Is Rob Bell changing directions? I ask because Francis Chan, who will speak at the Desiring God National Conference this year is doing a series that will be produced by the producers of Rob Bell's Nooma series. And the David Crowder* Band is hosting a worship conference that will host Rob Bell along with Louie Giglio, Bob Kauflin, Jars of Clay, Derek Webb, and others.

It seems strange that people are all of a sudden acting as though he were orthodox if he hasn't changed his theology.

Here's the link if you want to check out the worship conference:

Crowder's Fantastical Church Music Conference


----------



## AThornquist (Jun 20, 2010)

Jared104 said:


> Is Rob Bell changing directions? I ask because Francis Chan, who will speak at the Desiring God National Conference this year is doing a series that will be produced by the producers of Rob Bell's Nooma series.



I'm not exactly sure how much influence those producers would have on a series' content. If Chan's content is represented accurately, I don't see a problem.


----------



## Jake (Jun 20, 2010)

He's also inviting a Catholic (Matt Maher) to the conference.

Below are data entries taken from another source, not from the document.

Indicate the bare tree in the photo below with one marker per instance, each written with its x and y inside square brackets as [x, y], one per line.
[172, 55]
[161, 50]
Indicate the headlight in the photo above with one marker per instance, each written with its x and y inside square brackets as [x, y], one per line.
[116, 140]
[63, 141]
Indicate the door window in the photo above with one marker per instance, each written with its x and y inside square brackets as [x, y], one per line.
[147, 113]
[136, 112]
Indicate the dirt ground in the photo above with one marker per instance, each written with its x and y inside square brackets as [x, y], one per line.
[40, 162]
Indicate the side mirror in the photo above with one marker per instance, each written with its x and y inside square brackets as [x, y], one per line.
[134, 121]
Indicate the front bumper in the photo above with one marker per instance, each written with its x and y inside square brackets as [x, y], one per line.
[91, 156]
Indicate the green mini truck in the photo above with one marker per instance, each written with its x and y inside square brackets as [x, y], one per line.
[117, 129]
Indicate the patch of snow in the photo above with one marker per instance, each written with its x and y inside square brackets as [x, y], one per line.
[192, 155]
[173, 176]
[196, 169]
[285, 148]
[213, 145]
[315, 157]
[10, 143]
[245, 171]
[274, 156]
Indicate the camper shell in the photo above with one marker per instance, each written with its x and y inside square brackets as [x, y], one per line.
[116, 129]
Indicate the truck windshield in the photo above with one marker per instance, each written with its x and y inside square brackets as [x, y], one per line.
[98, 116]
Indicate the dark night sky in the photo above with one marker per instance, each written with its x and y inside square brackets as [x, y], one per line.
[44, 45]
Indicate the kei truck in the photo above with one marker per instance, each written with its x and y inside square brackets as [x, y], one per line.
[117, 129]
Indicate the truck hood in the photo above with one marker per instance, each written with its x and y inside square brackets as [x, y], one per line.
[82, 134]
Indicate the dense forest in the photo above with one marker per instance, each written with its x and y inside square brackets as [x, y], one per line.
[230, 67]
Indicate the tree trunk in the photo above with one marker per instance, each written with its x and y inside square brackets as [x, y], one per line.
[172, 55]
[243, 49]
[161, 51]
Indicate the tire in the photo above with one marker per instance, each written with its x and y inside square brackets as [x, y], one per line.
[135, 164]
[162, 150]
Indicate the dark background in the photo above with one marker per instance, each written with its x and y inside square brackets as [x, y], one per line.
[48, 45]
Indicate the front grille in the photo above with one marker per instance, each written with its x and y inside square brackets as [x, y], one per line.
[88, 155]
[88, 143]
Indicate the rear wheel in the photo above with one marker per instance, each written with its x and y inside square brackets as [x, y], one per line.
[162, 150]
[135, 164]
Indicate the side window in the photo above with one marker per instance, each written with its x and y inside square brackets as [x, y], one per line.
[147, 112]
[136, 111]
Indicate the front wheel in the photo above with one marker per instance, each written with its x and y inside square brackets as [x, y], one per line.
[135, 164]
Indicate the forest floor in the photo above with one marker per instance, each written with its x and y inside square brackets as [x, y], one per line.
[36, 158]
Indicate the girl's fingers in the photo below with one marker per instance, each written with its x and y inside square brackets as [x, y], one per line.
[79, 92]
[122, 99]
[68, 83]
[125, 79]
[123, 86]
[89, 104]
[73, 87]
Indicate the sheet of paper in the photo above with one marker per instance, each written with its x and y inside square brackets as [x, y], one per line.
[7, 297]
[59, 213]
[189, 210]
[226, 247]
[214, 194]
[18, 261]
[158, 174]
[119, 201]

I think neither place show Bell is changing. We've had some people teaching Bell in my church and I've found him straight up unorthodox with much of what he says, thus considering him a heretic, although in and around the groups of some orthodox people.


----------



## Jared (Jun 20, 2010)

I understand why you wouldn't like Matt Maher, since he's Catholic. But, he is a Charismatic Catholic. I always thought they had different beliefs than most Catholics. I enjoy his music anyway. He writes some good stuff. I do believe however that if someone is a Catholic and doesn't believe something other than what the Catholic church teaches that they can't be saved because the Catholic church teaches a false gospel.


----------



## CNJ (Jun 20, 2010)

Let's pray for Rob Bell at this event. He has done a lot of damage with the emergent movement from what I have read. I read his Velvet Elvis where he takes aim at the Reformation saying


> This is part of the problem with continually insisting that one of the absolutes of the Christian faith must be a belief that “Scripture alone” is our guide. It sounds nice, but it is not true. [Bell’s footnote at this point says: I understand the need to ground all that we do and say in the Bible, which is my life’s work. It is the belief that creeps in sometimes that this book dropped out of the sky that is dangerous. The Bible has come to us out of actual communities of people, journeying in real time and space. Guided by a real Spirit.] In reaction to abuses by the church, a group of believers during a time called the Reformation claimed that we only need the authority of the Bible. But the problem is that we got the Bible from the church voting on what the Bible even is. So when I affirm the Bible as God’s Word, in the same breath I have to affirm that when those people voted, God was somehow present, guiding them to do what they did. When people say that all we need is the Bible, it is simply not true.


----------



## Jake (Jun 20, 2010)

Actually I like the one song of his I have on my iPod, Alive Again, which I originally heard at a reformed church I was visiting. I don't know of his specific beliefs and I don't know whether or not he was saved, but I was pointing out that if someone is invited from a corrupt church body that maybe theology isn't emphasized so that doesn't indicate anything.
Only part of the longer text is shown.